Thousands walked out of class Friday afternoon to join protests in front of the Art Gallery in downtown Vancouver and outside the provincial legislature in Victoria.
“Climate activism is super important because it’s really a fight that we can’t afford to not be having,” said Cassie Millar, a student at the University of British Columbia .
“This kind of activism is something we want to make sure that our government is hearing our voices and hearing our concerns about the future.”
The school walkouts follow a new report by the UN on the state of the Arctic which grimly concludes that Arctic winter temperatures will increase by 3 C to 5 C over the next three decades, whether the Paris Agreement on climate change succeeds or not.
“I’m really happy that Vancouver is starting to take part in the kind of strikes that have been happening around the world,” Millar told Stephen Quinn, the host of CBC’s The Early Edition.
“This is an issue that is really disproportionately affecting young people.”
‘We’re setting an example’
It’s not just college students planning to come out.
Rebecca Hamilton, 16, is co-ordinating a strike from Lord Byng Secondary School in Vancouver’s West Point Grey neighbourhood.

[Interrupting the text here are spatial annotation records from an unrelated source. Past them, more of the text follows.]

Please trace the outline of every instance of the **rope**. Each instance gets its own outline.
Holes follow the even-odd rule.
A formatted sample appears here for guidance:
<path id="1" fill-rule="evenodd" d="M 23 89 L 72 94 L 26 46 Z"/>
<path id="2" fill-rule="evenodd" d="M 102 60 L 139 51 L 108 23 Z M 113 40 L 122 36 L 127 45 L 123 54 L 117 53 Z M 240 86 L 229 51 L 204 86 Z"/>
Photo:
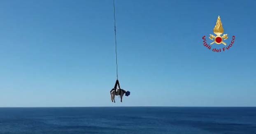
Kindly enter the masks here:
<path id="1" fill-rule="evenodd" d="M 116 79 L 118 80 L 118 67 L 117 65 L 117 50 L 116 49 L 116 8 L 115 6 L 115 0 L 113 0 L 114 7 L 114 22 L 115 30 L 115 44 L 116 44 Z"/>

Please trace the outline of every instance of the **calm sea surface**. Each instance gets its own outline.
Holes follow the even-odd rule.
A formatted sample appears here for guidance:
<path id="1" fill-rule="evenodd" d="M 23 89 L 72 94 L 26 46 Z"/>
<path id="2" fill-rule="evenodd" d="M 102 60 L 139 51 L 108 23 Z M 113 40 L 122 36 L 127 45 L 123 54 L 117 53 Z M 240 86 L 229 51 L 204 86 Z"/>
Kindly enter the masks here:
<path id="1" fill-rule="evenodd" d="M 0 108 L 0 134 L 256 134 L 256 107 Z"/>

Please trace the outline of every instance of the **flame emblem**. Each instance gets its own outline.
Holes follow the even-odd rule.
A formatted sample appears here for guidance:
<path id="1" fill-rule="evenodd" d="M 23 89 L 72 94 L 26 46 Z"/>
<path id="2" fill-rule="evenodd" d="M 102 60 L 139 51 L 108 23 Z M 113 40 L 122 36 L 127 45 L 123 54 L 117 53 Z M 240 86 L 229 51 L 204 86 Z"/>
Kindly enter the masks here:
<path id="1" fill-rule="evenodd" d="M 215 43 L 217 44 L 219 44 L 222 43 L 225 46 L 227 44 L 226 43 L 223 42 L 223 40 L 226 40 L 228 38 L 228 34 L 224 34 L 223 36 L 221 36 L 221 35 L 224 32 L 224 29 L 222 27 L 222 23 L 221 21 L 221 18 L 219 16 L 218 17 L 217 21 L 216 22 L 216 25 L 213 28 L 213 32 L 216 35 L 216 36 L 215 36 L 212 34 L 210 34 L 210 37 L 209 38 L 210 39 L 214 40 L 214 42 L 211 43 L 211 45 Z"/>

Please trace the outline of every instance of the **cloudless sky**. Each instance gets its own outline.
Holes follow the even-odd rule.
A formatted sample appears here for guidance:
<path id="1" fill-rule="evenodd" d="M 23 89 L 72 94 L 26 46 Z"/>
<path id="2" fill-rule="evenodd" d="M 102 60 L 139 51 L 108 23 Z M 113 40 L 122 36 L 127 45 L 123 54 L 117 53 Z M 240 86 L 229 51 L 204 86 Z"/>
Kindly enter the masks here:
<path id="1" fill-rule="evenodd" d="M 0 1 L 0 106 L 256 106 L 256 1 Z M 232 47 L 202 45 L 220 15 Z M 213 46 L 217 46 L 214 44 Z M 215 45 L 215 46 L 214 46 Z M 222 44 L 222 45 L 224 46 Z"/>

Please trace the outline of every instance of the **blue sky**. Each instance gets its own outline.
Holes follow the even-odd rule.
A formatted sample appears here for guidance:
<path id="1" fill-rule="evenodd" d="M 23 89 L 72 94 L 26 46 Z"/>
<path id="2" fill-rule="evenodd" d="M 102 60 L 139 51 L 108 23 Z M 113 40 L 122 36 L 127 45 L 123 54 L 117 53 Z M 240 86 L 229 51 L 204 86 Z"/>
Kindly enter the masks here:
<path id="1" fill-rule="evenodd" d="M 115 104 L 112 4 L 0 1 L 0 106 L 256 106 L 255 1 L 116 0 Z M 218 15 L 220 53 L 202 39 Z"/>

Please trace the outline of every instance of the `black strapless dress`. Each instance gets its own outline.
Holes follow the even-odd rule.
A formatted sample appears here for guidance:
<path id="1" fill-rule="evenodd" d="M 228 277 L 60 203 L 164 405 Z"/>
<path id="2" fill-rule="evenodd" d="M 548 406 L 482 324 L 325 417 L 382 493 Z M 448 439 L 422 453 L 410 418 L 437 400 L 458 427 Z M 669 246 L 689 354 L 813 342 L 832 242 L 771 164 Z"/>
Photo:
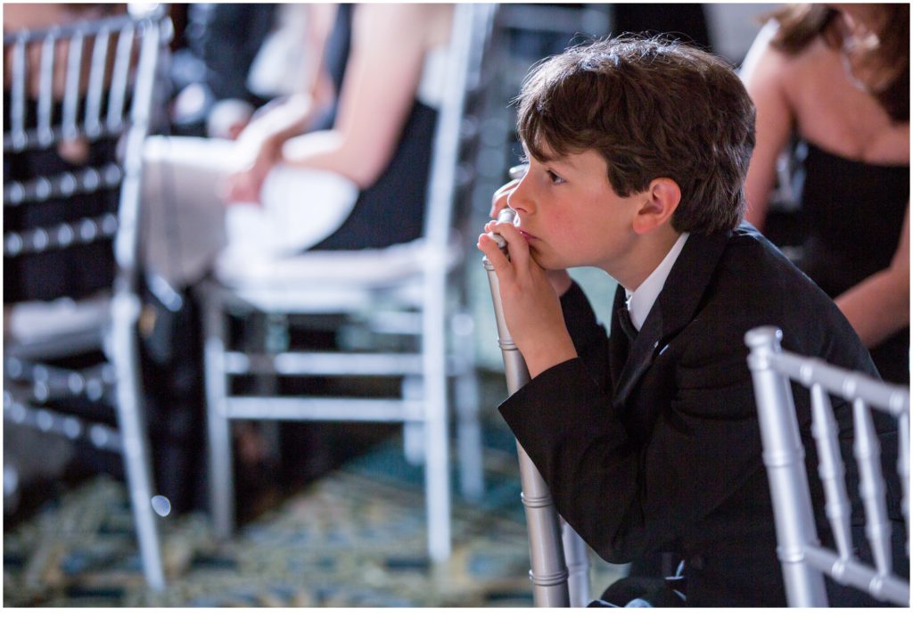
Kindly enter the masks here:
<path id="1" fill-rule="evenodd" d="M 325 64 L 337 93 L 345 75 L 352 17 L 356 9 L 357 5 L 340 5 L 336 24 L 327 41 Z M 386 247 L 422 235 L 436 120 L 436 110 L 417 99 L 415 101 L 387 168 L 377 182 L 359 193 L 342 225 L 310 249 Z M 332 119 L 324 120 L 323 125 L 331 127 Z"/>
<path id="2" fill-rule="evenodd" d="M 910 170 L 850 161 L 812 143 L 801 149 L 809 234 L 800 268 L 836 297 L 890 266 L 909 202 Z M 908 326 L 871 350 L 886 380 L 909 384 L 909 347 Z"/>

“Our governments are not acting with the scale and urgency that this needs,” she said. “By striking from school, we’re setting an example of urgency. We’re putting aside our normal lives to prioritize climate action and we need all levels of government to follow our example.”
The future may look bleak with reports like the recent UN findings but, for young people like Hamilton, there is still hope.
“You can’t argue with young people who are just asking for a safe future and so I think that’s one reason why our voices are so powerful,” she said.
“This climate change movement is giving me so much hope.”